España siempre ha sentido una atracción casi magnética por las grandes construcciones. No es solo cuestión de utilidad: hablamos de hitos que moldean el paisaje, redefinen ciudades y despiertan un interés que traspasa fronteras. Por eso, cada vez que un proyecto mastodóntico aterriza en nuestro país, la expectación se dispara. El último ejemplo llega desde Andalucía: el Ministerio de Transportes y Movilidad Sostenible ha dado luz verde -de forma provisional, pero decisiva- al nuevo puente de la SE-40 en Sevilla, cuyas obras comenzarán en 2026 y que promete convertirse en una referencia mundial.
España da luz verde al megapuente de Sevilla: un gigante de 70 metros que soportará el paso de 300.000 vehículos al día y bajo el que pasarán grandes barcos
España lleva décadas demostrando que la ingeniería también puede ser una forma de arte. Nuestros puentes, viaductos y estructuras repartidos por toda la geografía no solo resuelven problemas de movilidad: cuentan historias sobre las comunidades, levantan identidades de cara al futuro y, en ocasiones, desafían a la propia naturaleza. En ese mapa de excelencia se inscribirá el futuro puente de la SE-40, llamado a convertirse en uno de los emblemas arquitectónicos del país.

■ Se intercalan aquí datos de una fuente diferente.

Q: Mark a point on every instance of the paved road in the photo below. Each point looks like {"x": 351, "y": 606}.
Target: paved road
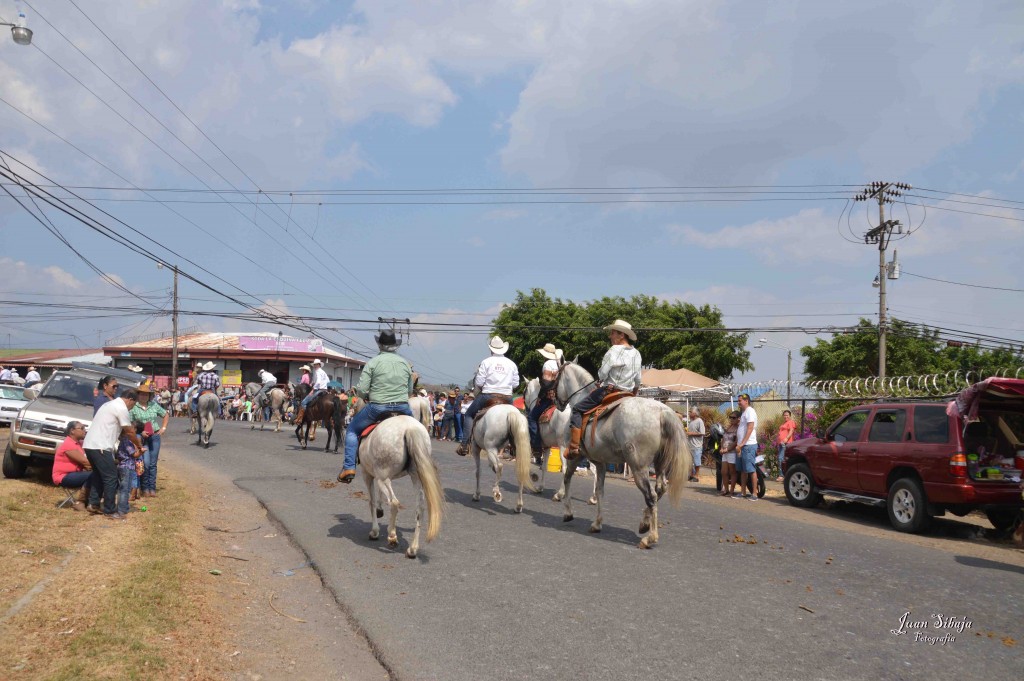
{"x": 506, "y": 596}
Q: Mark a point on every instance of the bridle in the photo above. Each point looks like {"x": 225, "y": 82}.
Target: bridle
{"x": 560, "y": 403}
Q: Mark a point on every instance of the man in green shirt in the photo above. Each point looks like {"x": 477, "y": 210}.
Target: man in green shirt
{"x": 385, "y": 383}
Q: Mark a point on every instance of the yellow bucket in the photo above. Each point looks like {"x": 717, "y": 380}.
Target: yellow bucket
{"x": 555, "y": 461}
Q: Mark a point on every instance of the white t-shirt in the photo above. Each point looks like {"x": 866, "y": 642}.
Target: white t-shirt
{"x": 498, "y": 375}
{"x": 748, "y": 417}
{"x": 107, "y": 424}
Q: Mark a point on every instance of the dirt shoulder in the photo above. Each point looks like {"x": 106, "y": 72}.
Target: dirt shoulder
{"x": 202, "y": 585}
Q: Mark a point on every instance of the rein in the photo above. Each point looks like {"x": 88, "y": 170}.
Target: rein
{"x": 562, "y": 402}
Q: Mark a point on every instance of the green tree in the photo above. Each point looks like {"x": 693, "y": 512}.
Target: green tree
{"x": 910, "y": 350}
{"x": 536, "y": 318}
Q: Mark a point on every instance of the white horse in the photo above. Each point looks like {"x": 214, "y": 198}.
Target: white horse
{"x": 400, "y": 445}
{"x": 502, "y": 425}
{"x": 209, "y": 407}
{"x": 639, "y": 432}
{"x": 421, "y": 411}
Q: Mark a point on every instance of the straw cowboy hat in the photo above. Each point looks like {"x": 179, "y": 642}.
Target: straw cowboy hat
{"x": 623, "y": 327}
{"x": 549, "y": 351}
{"x": 498, "y": 346}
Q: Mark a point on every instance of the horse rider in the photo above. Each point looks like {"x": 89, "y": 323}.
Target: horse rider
{"x": 620, "y": 371}
{"x": 207, "y": 381}
{"x": 268, "y": 381}
{"x": 385, "y": 384}
{"x": 496, "y": 378}
{"x": 32, "y": 377}
{"x": 320, "y": 381}
{"x": 545, "y": 398}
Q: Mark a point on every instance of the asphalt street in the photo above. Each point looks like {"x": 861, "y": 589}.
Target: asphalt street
{"x": 499, "y": 595}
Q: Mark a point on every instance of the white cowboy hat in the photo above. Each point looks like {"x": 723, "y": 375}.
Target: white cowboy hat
{"x": 498, "y": 346}
{"x": 624, "y": 327}
{"x": 549, "y": 351}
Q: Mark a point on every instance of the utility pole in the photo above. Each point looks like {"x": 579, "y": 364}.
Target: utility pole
{"x": 884, "y": 193}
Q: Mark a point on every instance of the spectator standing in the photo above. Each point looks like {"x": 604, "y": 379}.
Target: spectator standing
{"x": 154, "y": 420}
{"x": 785, "y": 434}
{"x": 107, "y": 390}
{"x": 100, "y": 443}
{"x": 71, "y": 467}
{"x": 695, "y": 431}
{"x": 32, "y": 377}
{"x": 729, "y": 456}
{"x": 747, "y": 444}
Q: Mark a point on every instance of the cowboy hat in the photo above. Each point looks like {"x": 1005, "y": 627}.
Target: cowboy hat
{"x": 549, "y": 351}
{"x": 623, "y": 327}
{"x": 498, "y": 346}
{"x": 387, "y": 339}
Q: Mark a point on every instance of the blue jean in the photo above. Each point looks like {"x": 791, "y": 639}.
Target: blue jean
{"x": 125, "y": 478}
{"x": 150, "y": 457}
{"x": 361, "y": 421}
{"x": 104, "y": 478}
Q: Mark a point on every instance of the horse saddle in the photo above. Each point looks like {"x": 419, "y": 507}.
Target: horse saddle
{"x": 608, "y": 405}
{"x": 383, "y": 417}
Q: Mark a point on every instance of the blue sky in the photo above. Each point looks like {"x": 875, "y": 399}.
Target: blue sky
{"x": 386, "y": 95}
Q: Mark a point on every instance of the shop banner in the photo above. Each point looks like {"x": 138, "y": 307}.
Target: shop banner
{"x": 278, "y": 344}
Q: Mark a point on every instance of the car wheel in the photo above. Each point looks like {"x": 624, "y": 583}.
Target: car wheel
{"x": 1003, "y": 518}
{"x": 13, "y": 465}
{"x": 800, "y": 487}
{"x": 907, "y": 508}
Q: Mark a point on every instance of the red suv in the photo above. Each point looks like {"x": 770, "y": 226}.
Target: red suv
{"x": 919, "y": 461}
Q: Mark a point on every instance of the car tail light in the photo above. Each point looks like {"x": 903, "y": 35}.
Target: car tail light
{"x": 957, "y": 465}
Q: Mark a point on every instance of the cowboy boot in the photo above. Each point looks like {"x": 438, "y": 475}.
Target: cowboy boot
{"x": 572, "y": 453}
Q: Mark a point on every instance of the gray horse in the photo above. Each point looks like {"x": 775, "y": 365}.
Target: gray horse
{"x": 209, "y": 407}
{"x": 502, "y": 425}
{"x": 400, "y": 445}
{"x": 276, "y": 398}
{"x": 639, "y": 432}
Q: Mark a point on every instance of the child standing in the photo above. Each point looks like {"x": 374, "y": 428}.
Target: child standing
{"x": 128, "y": 456}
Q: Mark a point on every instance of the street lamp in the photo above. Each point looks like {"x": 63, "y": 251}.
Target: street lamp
{"x": 788, "y": 364}
{"x": 20, "y": 34}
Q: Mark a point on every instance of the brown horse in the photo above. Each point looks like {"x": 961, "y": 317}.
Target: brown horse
{"x": 329, "y": 409}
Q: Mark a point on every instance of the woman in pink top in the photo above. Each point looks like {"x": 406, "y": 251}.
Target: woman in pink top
{"x": 71, "y": 467}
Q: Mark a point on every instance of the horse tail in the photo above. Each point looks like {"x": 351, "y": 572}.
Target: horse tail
{"x": 418, "y": 449}
{"x": 675, "y": 456}
{"x": 519, "y": 435}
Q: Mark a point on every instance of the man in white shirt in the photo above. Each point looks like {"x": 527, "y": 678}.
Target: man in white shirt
{"x": 100, "y": 444}
{"x": 747, "y": 447}
{"x": 320, "y": 381}
{"x": 496, "y": 378}
{"x": 32, "y": 377}
{"x": 545, "y": 398}
{"x": 620, "y": 371}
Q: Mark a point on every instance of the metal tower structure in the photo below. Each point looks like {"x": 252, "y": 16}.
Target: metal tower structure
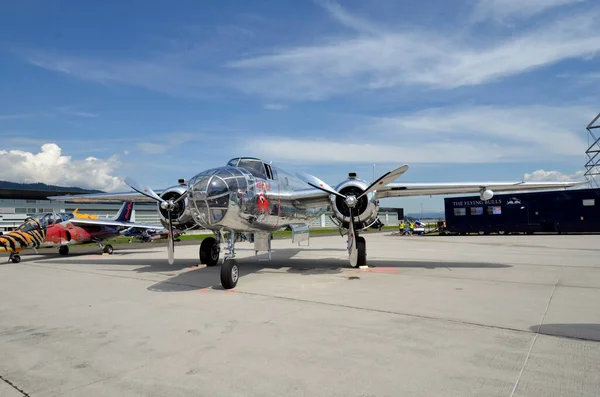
{"x": 592, "y": 167}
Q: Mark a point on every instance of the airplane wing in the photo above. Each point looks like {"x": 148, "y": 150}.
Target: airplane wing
{"x": 108, "y": 222}
{"x": 398, "y": 189}
{"x": 106, "y": 197}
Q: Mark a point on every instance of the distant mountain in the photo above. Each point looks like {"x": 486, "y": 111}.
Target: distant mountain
{"x": 44, "y": 187}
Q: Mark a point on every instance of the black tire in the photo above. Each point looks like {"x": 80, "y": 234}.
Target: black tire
{"x": 361, "y": 246}
{"x": 209, "y": 251}
{"x": 230, "y": 273}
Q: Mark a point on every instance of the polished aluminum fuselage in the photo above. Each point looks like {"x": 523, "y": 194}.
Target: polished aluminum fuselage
{"x": 232, "y": 198}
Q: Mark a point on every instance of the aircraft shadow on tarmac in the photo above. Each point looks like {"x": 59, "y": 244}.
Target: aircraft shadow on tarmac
{"x": 209, "y": 277}
{"x": 590, "y": 332}
{"x": 197, "y": 278}
{"x": 49, "y": 254}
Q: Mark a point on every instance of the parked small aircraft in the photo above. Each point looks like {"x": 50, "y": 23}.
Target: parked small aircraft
{"x": 147, "y": 235}
{"x": 63, "y": 229}
{"x": 79, "y": 215}
{"x": 251, "y": 196}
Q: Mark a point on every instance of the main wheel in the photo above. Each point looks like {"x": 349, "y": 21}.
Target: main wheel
{"x": 230, "y": 272}
{"x": 361, "y": 246}
{"x": 209, "y": 251}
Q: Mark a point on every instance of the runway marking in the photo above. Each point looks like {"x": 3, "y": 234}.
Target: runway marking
{"x": 14, "y": 386}
{"x": 537, "y": 333}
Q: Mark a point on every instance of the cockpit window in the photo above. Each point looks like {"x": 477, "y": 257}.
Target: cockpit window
{"x": 256, "y": 167}
{"x": 29, "y": 225}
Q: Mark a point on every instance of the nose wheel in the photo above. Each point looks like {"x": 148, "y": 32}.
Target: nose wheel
{"x": 209, "y": 251}
{"x": 230, "y": 273}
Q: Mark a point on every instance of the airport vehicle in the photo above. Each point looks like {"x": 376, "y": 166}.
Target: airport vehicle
{"x": 568, "y": 211}
{"x": 249, "y": 195}
{"x": 63, "y": 229}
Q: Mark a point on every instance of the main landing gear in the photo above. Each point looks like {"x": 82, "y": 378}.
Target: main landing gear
{"x": 107, "y": 249}
{"x": 361, "y": 247}
{"x": 230, "y": 271}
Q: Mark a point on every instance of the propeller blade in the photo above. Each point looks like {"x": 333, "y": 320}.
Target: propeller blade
{"x": 352, "y": 249}
{"x": 318, "y": 184}
{"x": 171, "y": 242}
{"x": 145, "y": 190}
{"x": 383, "y": 180}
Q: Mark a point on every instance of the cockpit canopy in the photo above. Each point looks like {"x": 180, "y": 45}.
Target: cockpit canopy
{"x": 29, "y": 225}
{"x": 256, "y": 167}
{"x": 50, "y": 218}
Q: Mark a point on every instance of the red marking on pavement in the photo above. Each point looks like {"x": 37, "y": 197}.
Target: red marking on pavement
{"x": 386, "y": 270}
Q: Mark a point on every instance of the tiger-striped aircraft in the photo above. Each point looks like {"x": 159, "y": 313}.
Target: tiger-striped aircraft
{"x": 63, "y": 229}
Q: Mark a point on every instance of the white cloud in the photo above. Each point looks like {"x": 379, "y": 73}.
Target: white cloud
{"x": 538, "y": 130}
{"x": 51, "y": 167}
{"x": 482, "y": 134}
{"x": 275, "y": 106}
{"x": 553, "y": 176}
{"x": 350, "y": 21}
{"x": 426, "y": 58}
{"x": 170, "y": 141}
{"x": 502, "y": 10}
{"x": 19, "y": 116}
{"x": 369, "y": 58}
{"x": 326, "y": 151}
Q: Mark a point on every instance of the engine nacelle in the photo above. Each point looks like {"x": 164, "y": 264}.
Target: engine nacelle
{"x": 181, "y": 216}
{"x": 486, "y": 194}
{"x": 366, "y": 210}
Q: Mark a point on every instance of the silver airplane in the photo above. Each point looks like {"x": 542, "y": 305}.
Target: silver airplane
{"x": 249, "y": 196}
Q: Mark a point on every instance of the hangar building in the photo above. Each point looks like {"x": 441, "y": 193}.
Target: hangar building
{"x": 563, "y": 211}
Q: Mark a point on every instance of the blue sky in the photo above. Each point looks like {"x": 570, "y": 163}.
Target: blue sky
{"x": 461, "y": 91}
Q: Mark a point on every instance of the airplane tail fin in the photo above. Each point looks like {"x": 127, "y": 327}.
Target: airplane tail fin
{"x": 124, "y": 214}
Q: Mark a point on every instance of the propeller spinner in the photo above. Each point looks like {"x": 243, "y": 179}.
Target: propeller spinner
{"x": 168, "y": 205}
{"x": 351, "y": 201}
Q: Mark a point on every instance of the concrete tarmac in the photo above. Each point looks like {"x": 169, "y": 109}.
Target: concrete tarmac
{"x": 432, "y": 316}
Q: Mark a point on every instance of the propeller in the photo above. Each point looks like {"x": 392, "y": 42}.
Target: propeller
{"x": 383, "y": 180}
{"x": 352, "y": 201}
{"x": 168, "y": 205}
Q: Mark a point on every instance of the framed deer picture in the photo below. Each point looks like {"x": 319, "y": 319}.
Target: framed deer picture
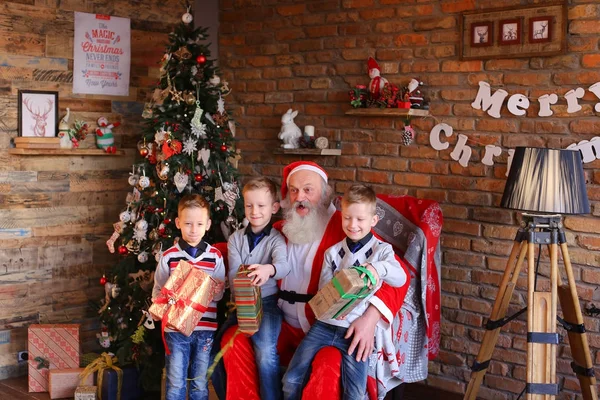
{"x": 516, "y": 31}
{"x": 38, "y": 113}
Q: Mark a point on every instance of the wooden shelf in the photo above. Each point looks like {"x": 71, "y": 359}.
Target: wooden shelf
{"x": 63, "y": 152}
{"x": 388, "y": 112}
{"x": 310, "y": 152}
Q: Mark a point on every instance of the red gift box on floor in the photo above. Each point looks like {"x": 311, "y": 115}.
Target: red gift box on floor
{"x": 51, "y": 346}
{"x": 62, "y": 383}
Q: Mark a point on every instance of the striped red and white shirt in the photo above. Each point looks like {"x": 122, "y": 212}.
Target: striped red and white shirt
{"x": 208, "y": 259}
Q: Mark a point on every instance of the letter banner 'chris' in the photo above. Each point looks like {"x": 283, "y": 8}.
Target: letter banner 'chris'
{"x": 101, "y": 54}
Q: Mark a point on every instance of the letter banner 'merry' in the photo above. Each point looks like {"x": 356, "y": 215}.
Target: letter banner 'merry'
{"x": 101, "y": 54}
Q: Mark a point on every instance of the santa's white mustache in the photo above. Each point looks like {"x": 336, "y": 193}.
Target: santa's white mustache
{"x": 302, "y": 204}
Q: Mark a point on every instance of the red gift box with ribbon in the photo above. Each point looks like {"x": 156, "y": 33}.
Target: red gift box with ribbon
{"x": 51, "y": 346}
{"x": 184, "y": 298}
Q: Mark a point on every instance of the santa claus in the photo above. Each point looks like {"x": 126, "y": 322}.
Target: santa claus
{"x": 377, "y": 82}
{"x": 311, "y": 225}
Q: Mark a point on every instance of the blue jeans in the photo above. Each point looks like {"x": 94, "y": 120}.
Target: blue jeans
{"x": 264, "y": 343}
{"x": 189, "y": 358}
{"x": 354, "y": 373}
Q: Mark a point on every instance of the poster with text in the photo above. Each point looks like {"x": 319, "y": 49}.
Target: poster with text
{"x": 101, "y": 54}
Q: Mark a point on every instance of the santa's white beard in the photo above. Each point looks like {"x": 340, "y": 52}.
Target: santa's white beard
{"x": 305, "y": 229}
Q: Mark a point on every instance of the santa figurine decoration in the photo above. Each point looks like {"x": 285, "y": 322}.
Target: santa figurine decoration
{"x": 104, "y": 136}
{"x": 377, "y": 82}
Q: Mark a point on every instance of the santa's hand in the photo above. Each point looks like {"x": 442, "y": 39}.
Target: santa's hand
{"x": 260, "y": 273}
{"x": 362, "y": 331}
{"x": 373, "y": 271}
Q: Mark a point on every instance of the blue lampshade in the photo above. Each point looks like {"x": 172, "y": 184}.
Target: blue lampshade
{"x": 546, "y": 181}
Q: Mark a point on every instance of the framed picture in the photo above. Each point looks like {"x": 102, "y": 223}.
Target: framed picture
{"x": 509, "y": 31}
{"x": 38, "y": 113}
{"x": 515, "y": 31}
{"x": 540, "y": 29}
{"x": 481, "y": 34}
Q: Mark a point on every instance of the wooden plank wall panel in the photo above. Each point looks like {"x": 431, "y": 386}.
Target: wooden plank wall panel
{"x": 57, "y": 212}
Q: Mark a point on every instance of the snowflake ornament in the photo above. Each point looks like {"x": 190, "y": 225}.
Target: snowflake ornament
{"x": 189, "y": 146}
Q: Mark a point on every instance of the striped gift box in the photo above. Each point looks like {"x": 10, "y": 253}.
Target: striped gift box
{"x": 56, "y": 345}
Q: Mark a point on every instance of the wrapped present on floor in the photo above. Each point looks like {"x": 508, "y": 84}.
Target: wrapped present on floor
{"x": 113, "y": 382}
{"x": 87, "y": 358}
{"x": 86, "y": 393}
{"x": 339, "y": 297}
{"x": 51, "y": 346}
{"x": 248, "y": 302}
{"x": 63, "y": 382}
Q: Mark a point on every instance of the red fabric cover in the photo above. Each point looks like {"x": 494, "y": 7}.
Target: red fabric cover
{"x": 414, "y": 210}
{"x": 242, "y": 374}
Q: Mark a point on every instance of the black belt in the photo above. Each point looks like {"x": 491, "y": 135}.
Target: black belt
{"x": 293, "y": 297}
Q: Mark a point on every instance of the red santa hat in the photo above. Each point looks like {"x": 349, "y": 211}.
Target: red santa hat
{"x": 372, "y": 64}
{"x": 300, "y": 166}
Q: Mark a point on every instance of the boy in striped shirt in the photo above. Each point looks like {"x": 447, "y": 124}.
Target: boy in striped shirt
{"x": 190, "y": 355}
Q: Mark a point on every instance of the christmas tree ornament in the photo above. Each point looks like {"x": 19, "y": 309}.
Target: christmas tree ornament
{"x": 115, "y": 291}
{"x": 221, "y": 105}
{"x": 181, "y": 181}
{"x": 189, "y": 146}
{"x": 153, "y": 235}
{"x": 176, "y": 95}
{"x": 125, "y": 216}
{"x": 149, "y": 323}
{"x": 187, "y": 17}
{"x": 133, "y": 178}
{"x": 198, "y": 128}
{"x": 408, "y": 135}
{"x": 162, "y": 169}
{"x": 189, "y": 98}
{"x": 148, "y": 112}
{"x": 144, "y": 182}
{"x": 214, "y": 80}
{"x": 143, "y": 257}
{"x": 204, "y": 156}
{"x": 104, "y": 338}
{"x": 231, "y": 126}
{"x": 142, "y": 148}
{"x": 183, "y": 53}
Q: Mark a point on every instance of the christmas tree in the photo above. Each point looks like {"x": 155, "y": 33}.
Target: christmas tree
{"x": 187, "y": 147}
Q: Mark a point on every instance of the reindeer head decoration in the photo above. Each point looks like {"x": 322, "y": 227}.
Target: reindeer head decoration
{"x": 40, "y": 117}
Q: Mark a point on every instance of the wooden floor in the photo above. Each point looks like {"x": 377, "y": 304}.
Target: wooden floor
{"x": 16, "y": 389}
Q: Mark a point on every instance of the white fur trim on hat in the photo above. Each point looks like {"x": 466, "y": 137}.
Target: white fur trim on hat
{"x": 307, "y": 168}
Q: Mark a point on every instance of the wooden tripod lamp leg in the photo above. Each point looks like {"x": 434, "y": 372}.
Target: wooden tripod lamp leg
{"x": 490, "y": 337}
{"x": 541, "y": 334}
{"x": 582, "y": 360}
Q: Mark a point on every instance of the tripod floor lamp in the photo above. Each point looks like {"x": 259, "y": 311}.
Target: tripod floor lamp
{"x": 545, "y": 184}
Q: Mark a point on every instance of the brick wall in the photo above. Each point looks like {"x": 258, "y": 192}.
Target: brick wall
{"x": 56, "y": 212}
{"x": 307, "y": 55}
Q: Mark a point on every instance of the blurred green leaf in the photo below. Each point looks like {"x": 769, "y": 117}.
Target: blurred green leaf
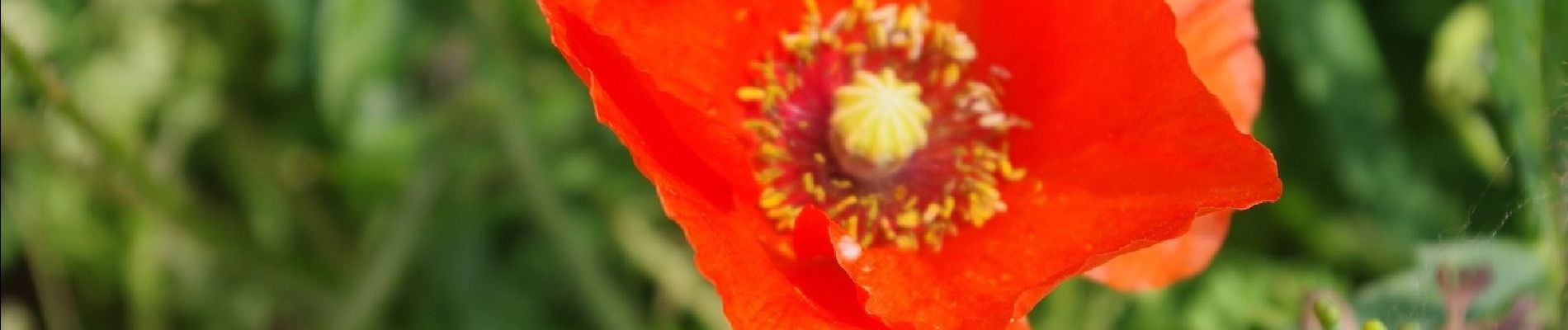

El proyecto, que conectará Dos Hermanas (A-4 Sur) con Palomares y Coria del Río (A-8058), no es un simple tramo más: es el corazón técnico de la circunvalación metropolitana. Su mayor reto reside en cumplir las exigencias de la Autoridad Portuaria de Sevilla, que demanda un gálibo vertical mínimo de 70,8 metros para garantizar que los buques de gran tonelaje continúen navegando sin restricciones por el Guadalquivir. Esa cifra, que podría parecer un detalle técnico, es en realidad la que eleva el puente a la categoría de coloso.
Cuando esté terminado, el puente de la SE-40 se convertirá en el puente con mayor gálibo de Europa y el cuarto del mundo en este parámetro. Un logro que habla de ambición, de músculo tecnológico y del papel que España quiere seguir jugando en la construcción de infraestructuras punteras.
El enclave no es casual. La SE-40, con sus 77,6 kilómetros de trazado, es la gran arteria de descongestión de la capital andaluza. Su función es aliviar el tráfico, mejorar la movilidad logística y reforzar el desarrollo metropolitano. Pero este puente, por dimensiones, impacto y singularidad, aspira a algo más: convertirse en una de esas obras que, como tantas otras repartidas por el país, uno siente la obligación de visitar al menos una vez en la vida.